Think of it this way: don’t build your process around today’s AI. Build your process so that tomorrow’s AI makes it better automatically.
Where This Is Heading
Right now, most teams are experimenting with AI at the edges. Drafting emails a little faster. Generating first versions of documents. Automating small, isolated tasks. That’s fine as a starting point, but it’s not where the real value lives. Those are one-time gains. They make individual tasks quicker, but they don’t change how work flows through your organization.
The real shift happens when AI is embedded inside the workflow itself. Not as a tool you open in a separate tab, but as a component of how work gets done. The intake form that’s automatically analyzed and routed. The setup plan that’s generated, validated, and ready for review before a human ever touches it. The kickoff prep that assembles itself from structured data. The handoff that’s documented automatically because every prior step produced a standardized artifact.
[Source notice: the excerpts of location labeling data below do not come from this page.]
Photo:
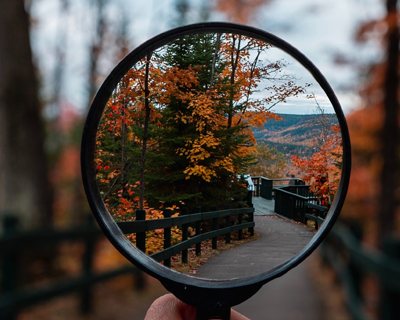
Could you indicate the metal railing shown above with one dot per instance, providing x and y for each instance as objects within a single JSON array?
[{"x": 140, "y": 226}]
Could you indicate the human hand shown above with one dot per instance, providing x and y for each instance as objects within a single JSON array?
[{"x": 168, "y": 307}]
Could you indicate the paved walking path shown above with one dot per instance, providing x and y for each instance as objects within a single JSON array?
[
  {"x": 280, "y": 240},
  {"x": 291, "y": 296}
]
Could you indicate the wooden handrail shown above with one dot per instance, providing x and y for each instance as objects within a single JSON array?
[{"x": 141, "y": 226}]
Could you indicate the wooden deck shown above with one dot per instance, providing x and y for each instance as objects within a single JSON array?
[{"x": 263, "y": 207}]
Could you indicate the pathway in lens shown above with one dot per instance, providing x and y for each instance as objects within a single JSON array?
[{"x": 280, "y": 240}]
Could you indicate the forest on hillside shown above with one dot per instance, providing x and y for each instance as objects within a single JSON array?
[
  {"x": 178, "y": 126},
  {"x": 295, "y": 134}
]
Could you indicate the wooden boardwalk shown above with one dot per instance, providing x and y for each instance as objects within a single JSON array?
[{"x": 263, "y": 207}]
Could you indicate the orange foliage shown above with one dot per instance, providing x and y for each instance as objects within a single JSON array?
[
  {"x": 240, "y": 11},
  {"x": 322, "y": 170}
]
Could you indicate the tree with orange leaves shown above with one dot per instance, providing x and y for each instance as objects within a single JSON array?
[
  {"x": 190, "y": 108},
  {"x": 322, "y": 170}
]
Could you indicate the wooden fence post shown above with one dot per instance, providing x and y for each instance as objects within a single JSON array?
[
  {"x": 251, "y": 219},
  {"x": 227, "y": 225},
  {"x": 167, "y": 237},
  {"x": 87, "y": 268},
  {"x": 214, "y": 227},
  {"x": 9, "y": 266},
  {"x": 356, "y": 274},
  {"x": 184, "y": 212},
  {"x": 141, "y": 236},
  {"x": 389, "y": 300},
  {"x": 198, "y": 231},
  {"x": 240, "y": 221}
]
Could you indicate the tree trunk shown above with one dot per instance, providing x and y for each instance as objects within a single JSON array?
[
  {"x": 390, "y": 129},
  {"x": 24, "y": 185},
  {"x": 145, "y": 133}
]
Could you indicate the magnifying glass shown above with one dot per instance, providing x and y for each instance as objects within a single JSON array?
[{"x": 215, "y": 140}]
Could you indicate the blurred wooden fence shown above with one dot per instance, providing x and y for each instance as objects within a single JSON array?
[
  {"x": 353, "y": 261},
  {"x": 13, "y": 244}
]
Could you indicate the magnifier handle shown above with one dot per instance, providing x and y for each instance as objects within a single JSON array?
[{"x": 204, "y": 314}]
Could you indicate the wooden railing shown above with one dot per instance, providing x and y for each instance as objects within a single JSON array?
[
  {"x": 140, "y": 226},
  {"x": 353, "y": 261},
  {"x": 13, "y": 245},
  {"x": 264, "y": 187},
  {"x": 299, "y": 204}
]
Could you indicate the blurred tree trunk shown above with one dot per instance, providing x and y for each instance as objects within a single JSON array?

That’s when speed stops being a one-time gain and starts compounding.
The companies that figure this out first won’t just be faster. They’ll be building on a foundation that gets better every quarter, with every model improvement, with every new tool that enters the market. And the companies that keep chasing tools without fixing their workflows will keep wondering why AI hasn’t delivered on its promise.
The question isn’t what AI tool to use. The question is whether your work is ready for AI at all. And if it’s not, that’s the problem worth solving first.